When a new baby arrives in the family , one of the most anticipated moments for parents is when they are presented to the rest of the siblings. And it is that those first moments in which you see your children together for the first time are very emotional, and will remain forever in our hearts.

If you have more than two children, surely you already have plenty of experience in approaching this moment in a positive way. But if it is your second baby and your only child so far has just become a big brother, it is likely that you have thousands of questions about how to carry out the long-awaited presentation .

In this article we want to give you some tips that will make the moment easier, making it unforgettable and wonderful for everyone.

Take care of all the details: the first impression is important

When we visit a place for the first time, we do a job interview, we meet a person… we unconsciously begin to pay attention to dozens of details that remain engraved in our minds, and that will generate a positive or negative first impression of the moment .

In this case exactly the same will happen, so it is extremely important to take care of any detail , however trivial it may seem, so that the first meeting between our children is pleasant and positive .

There are five basic aspects that we must seek:

  • mother must be fine

The first and foremost thing before proceeding with the presentation is that the mother is in the best possible condition . If you are tired, sore, numb from anesthesia, or uncomfortable, it is preferable to postpone the moment until you have recovered.

In this way, we will not only prevent the child from being scared or not understanding why the mother is not the same as always, but also from blaming the baby for the state in which his mother is.

  • Privacy

Meeting the new little brother in a room full of people waiting for the reactions of the older child, is not the most ideal. On the other hand, it is recommended that the presentation be made in the privacy of the family nucleus , and if possible only with the parents present.

  • relaxed atmosphere

Look for a relaxed, trusting environment away from any stimulus that interferes with the presentation (music, television on, gift baskets for the newborn…).

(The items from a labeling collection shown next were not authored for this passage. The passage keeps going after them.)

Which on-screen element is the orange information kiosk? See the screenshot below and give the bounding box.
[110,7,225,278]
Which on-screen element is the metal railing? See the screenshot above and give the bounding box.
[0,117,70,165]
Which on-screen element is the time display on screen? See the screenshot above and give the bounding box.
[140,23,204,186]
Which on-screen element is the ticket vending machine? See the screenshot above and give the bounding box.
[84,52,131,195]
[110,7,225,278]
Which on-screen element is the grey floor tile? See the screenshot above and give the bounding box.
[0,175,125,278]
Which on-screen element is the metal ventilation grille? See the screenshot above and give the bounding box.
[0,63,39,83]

We must achieve a serene and calm environment in which there is no rush.

  • Take care of your verbal language

We should avoid telling our son things like you are the older brother and you have to set an example” or “now you have to take care of the little brother” . These are phrases that we adults often say to the child who has just become an older brother, without being aware of the emotional repercussion that it can have .

Instead, we may encourage your cooperation by respectfully and voluntarily asking for your help or engaging in caring for the baby.

  • take care of your gestures

But in addition to taking care of what we say, it is also extremely important to pay attention to our non-verbal language, since children are great observers but poor interpreters , hence certain gestures, grimaces or body attitudes of ours can disorient them.

Parents must be the ones in charge of the presentation

In line with the above, it is recommended that the presentation of the baby be carried out by the parents . In this sense, perhaps we have to be assertive and politely ask any member of the family willing to take charge of the matter to withdraw from the scene.

If possible, give the child the privilege of being the first to meet the baby

Although it is not always possible, whenever we can, it is convenient to grant the older child the privilege of being the first to meet his little brother , after mom and dad.

This detail will not only help him understand the important place he occupies in the new family structure (ahead of grandparents, uncles, cousins or any other member), but it will also make him feel important, loved and taken into account by his parents.

Avoid receiving the eldest son with the baby in his arms

Whenever possible and the newborn is calm, it is advisable to place him in the crib to have his arms free when receiving the older child . In this way, in those first moments we can hug him, snuggle him or hold him in our lap exclusively.

And it is that one of the greatest fears of children before the arrival of a new brother is that he steals the love of mom and dad, so you have to avoid suddenly finding your parents (especially your mother). ) holding another child in her arms .

Don’t expect anything concrete from your child. just go with him

Although we all dream that the moment in which our firstborn sees his brother for the first time will be wonderful, we must lower our expectations and accept that it is just as valid that he smiles sweetly at the baby, kisses him or hugs him , as well as that he gets angry, cries or show absolute indifference to the newborn.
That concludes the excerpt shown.